Я ощутил одиночество крайнего севера. Меж столиками гулял холодный апрельский ветер, кафе обогревалось жаровнями и мангалом. Мы смотрели на озеро. В синей воде сталкивались льдины, в небе над озером с пронзительными криками кружили чайки. Отчего-то подумалось, что слово «чайка» происходит от слова «отчаяние». Будто лучшие из них покоятся на дне озера, и птицы оплакивают погибших.    
–  Помимо всем известной аббревиатуры RIP, requiescat in pace, есть и другая: «приговорённые к миру». Средневековая казнь за самые зверские преступления. Также преступлением считалось не только злодеяние против конкретной личности, но и против его мира: если кто-то разрушил твою жизнь. Заключённых отправляли гнить заживо в подземелье. В безмолвной пустоте, где время переставало существовать, куда не проникали ни свет, ни звуки внешнего мира, человек медленно превращался в червя.
– Исчезал во тьме, – попытался пошутить.
Она удовлетворённо кивнула:
– Пустота растворяет в себе, как кислота. Медленно, мучительно, но наверняка.
Я поёжился: в продуваемом ветром кафе нетрудно было вообразить ледяное дыхание подземелья. Хорошо, что солнце светило прямо в глаза, а чайки вопили без перерыва. Окружение ощущалось реальнее её жутковатых фантазий.
–  На самом деле все мы давно живём в виртуальном мире. Посчитай, сколько времени ты проводишь в интернет и сколько не за компьютером, и сразу поймёшь, где твой дом.
Она была права. По утрам, после звонка будильника, лёжа в постели, я проверял сообщения на экране смартфона. В течение дня он всегда был под рукой, то и дело подёргиваясь, как живое существо. По ночам мне начинало казаться, что мои друзья и коллеги страдают бессонницей: в сети всегда кто-то был, готовый откликнуться.
– И всё-таки, как ты это делаешь?
– Google в помощь, – усмехнулась она. – Подробных инструкций полно в интернет. Если кратко, то три правила: «чёрный список» в мобильном телефоне; действие «удалить» при получении письма с адреса электронной почты, не «в спам», спам иногда читаешь; «заблокировать пользователя» в социальных сетях.

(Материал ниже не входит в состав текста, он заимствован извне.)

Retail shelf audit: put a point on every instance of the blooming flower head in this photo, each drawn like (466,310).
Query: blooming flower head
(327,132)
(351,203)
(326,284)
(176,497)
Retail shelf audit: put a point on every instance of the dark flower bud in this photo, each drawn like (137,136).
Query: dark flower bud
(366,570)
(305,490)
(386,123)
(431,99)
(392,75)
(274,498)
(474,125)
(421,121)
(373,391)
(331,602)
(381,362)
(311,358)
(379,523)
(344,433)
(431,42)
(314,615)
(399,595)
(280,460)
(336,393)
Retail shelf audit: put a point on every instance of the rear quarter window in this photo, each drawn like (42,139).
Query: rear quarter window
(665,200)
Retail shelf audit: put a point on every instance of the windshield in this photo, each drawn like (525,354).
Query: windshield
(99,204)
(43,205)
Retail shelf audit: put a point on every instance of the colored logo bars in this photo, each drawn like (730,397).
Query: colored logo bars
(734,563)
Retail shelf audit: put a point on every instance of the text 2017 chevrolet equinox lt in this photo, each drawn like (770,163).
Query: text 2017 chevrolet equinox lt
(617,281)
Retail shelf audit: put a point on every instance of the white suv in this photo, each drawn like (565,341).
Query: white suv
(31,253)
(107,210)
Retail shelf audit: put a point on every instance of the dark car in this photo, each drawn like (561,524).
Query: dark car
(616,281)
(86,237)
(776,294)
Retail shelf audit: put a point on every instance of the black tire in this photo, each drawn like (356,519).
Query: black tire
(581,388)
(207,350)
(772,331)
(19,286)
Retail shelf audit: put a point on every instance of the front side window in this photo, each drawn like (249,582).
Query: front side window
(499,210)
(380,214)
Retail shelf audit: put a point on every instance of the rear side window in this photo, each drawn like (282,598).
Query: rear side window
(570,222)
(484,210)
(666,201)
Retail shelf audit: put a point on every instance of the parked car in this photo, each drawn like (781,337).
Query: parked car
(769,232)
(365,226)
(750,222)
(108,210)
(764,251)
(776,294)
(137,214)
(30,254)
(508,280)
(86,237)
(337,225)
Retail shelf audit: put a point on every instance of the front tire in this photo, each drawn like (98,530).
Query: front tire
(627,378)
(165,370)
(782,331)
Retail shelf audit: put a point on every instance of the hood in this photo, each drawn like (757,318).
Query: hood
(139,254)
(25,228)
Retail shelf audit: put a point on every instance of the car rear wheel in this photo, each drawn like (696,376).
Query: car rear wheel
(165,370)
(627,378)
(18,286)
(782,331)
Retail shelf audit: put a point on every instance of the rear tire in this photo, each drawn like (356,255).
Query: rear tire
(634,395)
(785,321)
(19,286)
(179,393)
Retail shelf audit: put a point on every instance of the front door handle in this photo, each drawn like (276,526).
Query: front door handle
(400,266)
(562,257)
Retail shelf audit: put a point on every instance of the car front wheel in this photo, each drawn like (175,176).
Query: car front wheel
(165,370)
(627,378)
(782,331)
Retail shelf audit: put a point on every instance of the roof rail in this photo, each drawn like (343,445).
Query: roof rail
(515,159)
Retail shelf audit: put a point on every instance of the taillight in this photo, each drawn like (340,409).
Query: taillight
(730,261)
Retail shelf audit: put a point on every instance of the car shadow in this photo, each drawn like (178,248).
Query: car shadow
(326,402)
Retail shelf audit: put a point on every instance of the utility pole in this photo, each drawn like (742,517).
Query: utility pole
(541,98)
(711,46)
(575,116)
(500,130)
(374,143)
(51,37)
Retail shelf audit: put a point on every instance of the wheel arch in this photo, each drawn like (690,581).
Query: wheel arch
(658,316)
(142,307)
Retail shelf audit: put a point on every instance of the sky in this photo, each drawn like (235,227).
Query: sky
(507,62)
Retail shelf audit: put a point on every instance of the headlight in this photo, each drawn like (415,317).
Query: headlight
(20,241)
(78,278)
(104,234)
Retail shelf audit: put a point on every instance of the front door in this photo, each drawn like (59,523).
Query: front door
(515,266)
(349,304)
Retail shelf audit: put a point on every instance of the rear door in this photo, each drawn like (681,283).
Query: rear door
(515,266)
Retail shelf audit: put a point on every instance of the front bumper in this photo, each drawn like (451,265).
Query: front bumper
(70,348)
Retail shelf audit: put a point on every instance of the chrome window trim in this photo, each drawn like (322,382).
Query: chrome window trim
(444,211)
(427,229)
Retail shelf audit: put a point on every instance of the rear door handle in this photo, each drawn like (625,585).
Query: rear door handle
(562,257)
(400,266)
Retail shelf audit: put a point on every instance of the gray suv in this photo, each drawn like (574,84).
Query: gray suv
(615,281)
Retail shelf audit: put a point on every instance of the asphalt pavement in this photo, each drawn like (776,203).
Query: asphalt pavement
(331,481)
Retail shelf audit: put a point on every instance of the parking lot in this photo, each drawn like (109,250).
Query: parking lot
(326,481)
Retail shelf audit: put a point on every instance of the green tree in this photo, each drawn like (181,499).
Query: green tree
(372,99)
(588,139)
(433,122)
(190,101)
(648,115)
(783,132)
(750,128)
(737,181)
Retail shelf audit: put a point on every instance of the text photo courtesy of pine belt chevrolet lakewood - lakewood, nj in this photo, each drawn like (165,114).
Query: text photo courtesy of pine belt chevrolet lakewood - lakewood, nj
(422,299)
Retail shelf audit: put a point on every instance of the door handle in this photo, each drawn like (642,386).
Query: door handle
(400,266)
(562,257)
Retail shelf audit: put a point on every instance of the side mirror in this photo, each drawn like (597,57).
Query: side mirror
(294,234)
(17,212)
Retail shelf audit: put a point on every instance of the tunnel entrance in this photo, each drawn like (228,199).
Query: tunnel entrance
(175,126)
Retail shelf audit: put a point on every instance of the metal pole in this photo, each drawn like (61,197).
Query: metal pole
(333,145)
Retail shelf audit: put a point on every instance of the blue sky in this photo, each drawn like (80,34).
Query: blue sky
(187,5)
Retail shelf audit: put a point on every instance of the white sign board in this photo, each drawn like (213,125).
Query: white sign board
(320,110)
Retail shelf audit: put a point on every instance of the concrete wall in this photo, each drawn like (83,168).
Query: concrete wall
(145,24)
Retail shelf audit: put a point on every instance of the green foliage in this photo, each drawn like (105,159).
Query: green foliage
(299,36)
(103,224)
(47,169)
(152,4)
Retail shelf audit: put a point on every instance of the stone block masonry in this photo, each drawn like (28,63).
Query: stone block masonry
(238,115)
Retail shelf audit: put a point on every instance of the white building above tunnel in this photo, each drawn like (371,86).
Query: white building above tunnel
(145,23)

Параллельно вычищаем память электронных устройств и собственные воспоминания.
– Собственные воспоминания… Не всегда получается, во всяком случае не за один день.
– Только физически человека можно уничтожить одним ударом. Настоящее убийство – забвение, оно требует немало времени и усилий. Зато абсолютно  безболезненно для жертвы: человек даже не узнает, что его ликвидировали. Лишь всякий раз, когда будет тебе звонить, услышит долгие гудки, все письма останутся без ответа, перестанет видеть тебя в «ленте» социальных сетей. Он больше никогда ничего о тебе не узнает. Твой телефон будет молчать, почта пустовать, в соцсети его место займёт кто-то другой. Исчезнув из поля зрения, ты словно закрываешь двери в свой мир, отправляешь врага в in pace.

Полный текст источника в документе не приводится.